More specifically, with respect to the above-mentioned conventional ferrite particles with magnetoplumbite structure in which Fe(III) is partially substituted with Co--Ti, the coercive force thereof can be effectively reduced even when the amount of Fe(III) substituted is small. That is, the plate-like ferrite particles with magnetoplumbite structure can exhibit the desired low coercive force while maintaining a large saturation magnetization thereof.
However, in the case where a part of Fe(III) contained in the particles is substituted with Co--Ti, there arises a problem that the magnetic properties thereof are fluctuated with the elevating in temperature. Especially, the temperature stability as to the coercive force of the particles is deteriorated to such an extent that the change in coercive force with temperature is not less than +4 Oe/.degree. C. Therefore, the plate-like ferrite particles with magnetoplumbite structure are unsuitable as magnetic particles for magnetic cards.

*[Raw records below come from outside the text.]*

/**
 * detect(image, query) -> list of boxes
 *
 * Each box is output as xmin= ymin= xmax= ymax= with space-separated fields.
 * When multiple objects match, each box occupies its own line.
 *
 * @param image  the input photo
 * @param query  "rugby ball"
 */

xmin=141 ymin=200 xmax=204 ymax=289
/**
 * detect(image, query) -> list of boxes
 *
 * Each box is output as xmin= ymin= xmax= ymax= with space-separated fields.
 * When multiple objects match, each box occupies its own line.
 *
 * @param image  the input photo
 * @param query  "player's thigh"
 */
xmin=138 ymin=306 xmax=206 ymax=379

In addition, with respect to the above-mentioned conventional plate-like ferrite particles with magnetoplumbite structure which contain Bi and in which a part of Fe(III) therein is substituted with Zn--Ti, it has been difficult to effectively reduce the coercive force thereof. Therefore, in order to adjust the coercive force to an appropriate low value as required, it is necessary to substitute a large part of Fe(III) with Zn--Ti. This disadvantageously increases the content of the elements which are not concerned with magnetization of the particles, thereby failing to provide plate-like ferrite particles with magnetoplumbite structure having a large saturation magnetization.
Further, the temperature stability of these particles are still unsatisfactory though it can be slightly improved as compared to the particles in which a part of Fe(III) thereof is substituted with Co--Ti.

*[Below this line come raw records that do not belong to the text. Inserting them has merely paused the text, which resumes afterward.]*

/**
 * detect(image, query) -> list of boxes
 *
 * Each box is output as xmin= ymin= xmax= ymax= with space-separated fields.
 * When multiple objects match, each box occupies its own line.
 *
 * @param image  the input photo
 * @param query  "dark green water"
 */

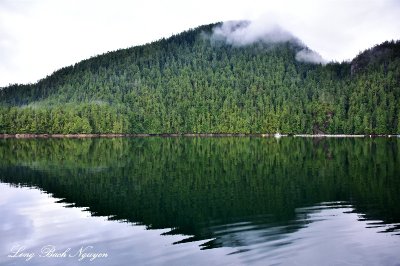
xmin=0 ymin=138 xmax=400 ymax=265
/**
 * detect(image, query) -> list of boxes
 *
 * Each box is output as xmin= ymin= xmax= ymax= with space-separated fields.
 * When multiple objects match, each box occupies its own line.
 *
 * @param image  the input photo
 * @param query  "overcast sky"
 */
xmin=0 ymin=0 xmax=400 ymax=87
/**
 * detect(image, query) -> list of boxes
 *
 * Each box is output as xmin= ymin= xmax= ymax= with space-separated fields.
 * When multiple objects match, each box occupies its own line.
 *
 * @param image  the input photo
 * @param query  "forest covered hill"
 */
xmin=0 ymin=23 xmax=400 ymax=134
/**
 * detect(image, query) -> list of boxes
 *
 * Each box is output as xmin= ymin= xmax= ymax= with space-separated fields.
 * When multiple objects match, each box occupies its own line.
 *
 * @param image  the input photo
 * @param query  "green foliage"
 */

Furthermore, in the case where the plate-like ferrite particles with magnetoplumbite structure contains Bi and a part of Fe(III) therein is substituted with Co--Sn or Co--Ti--Sn, the coercive force of the particles can be effectively reduced even though the amount of Fe(III) substituted is small. As a result, there can be obtained plate-like ferrite particles with magnetoplumbite structure having a low coercive force as required while maintaining a large saturation magnetization. However, as described in Comparative Examples hereinafter, there arises another problem that the switching field distribution (S.F.D.) thereof is deteriorated. In addition, the temperature stability thereof is still unsatisfactory though it can be slightly improved as compared to those in which a part of Fe(III) therein is substituted with Zn--Ti.
In consequence, it has been presently demanded to provide plate-like ferrite particles with magnetoplumbite structure for magnetic cards, which have not only an appropriate particle size, a low coercive force and a large saturation magnetization, but also a small switching field distribution (S.F.D.) and an excellent temperature stability.

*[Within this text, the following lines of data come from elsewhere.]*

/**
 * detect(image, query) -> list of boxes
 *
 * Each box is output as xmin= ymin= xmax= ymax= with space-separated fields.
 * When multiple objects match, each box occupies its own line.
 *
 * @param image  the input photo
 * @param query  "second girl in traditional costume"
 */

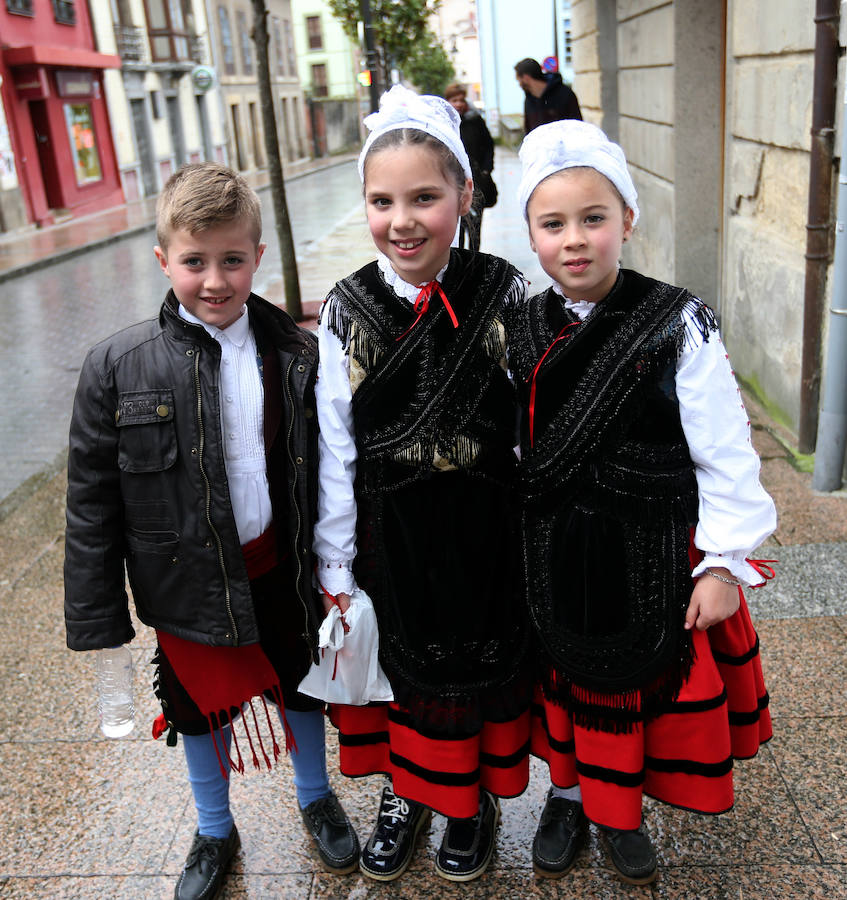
xmin=509 ymin=121 xmax=776 ymax=884
xmin=315 ymin=86 xmax=530 ymax=881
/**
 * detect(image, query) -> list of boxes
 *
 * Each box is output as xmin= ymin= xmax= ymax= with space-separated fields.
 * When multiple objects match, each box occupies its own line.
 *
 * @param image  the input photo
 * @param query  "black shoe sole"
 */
xmin=435 ymin=801 xmax=500 ymax=883
xmin=359 ymin=809 xmax=432 ymax=882
xmin=532 ymin=859 xmax=576 ymax=881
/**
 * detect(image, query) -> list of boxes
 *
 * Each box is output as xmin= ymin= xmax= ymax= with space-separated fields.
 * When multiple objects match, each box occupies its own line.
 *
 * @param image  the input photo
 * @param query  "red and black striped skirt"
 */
xmin=532 ymin=597 xmax=772 ymax=829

As a result of the present inventors' earnest studies, it has been found that by mixing a barium compound and/or a strontium compound, iron oxide, a bismuth compound, a zinc compound and at least one compound selected from the group consisting of a Nb compound, a Ta compound and a Sn compound, with each other at a specific weight ratio, and heat-treating the resultant mixture at 900 to 1,200.degree. C., the obtained plate-like ferrite particles with magnetoplumbite structure of a specific composition, have an appropriate particle size as desired, a small coercive force, a large saturation magnetization, a small value of switching field distribution (S.F.D.) and an excellent temperature stability. The present invention has been attained based on the finding.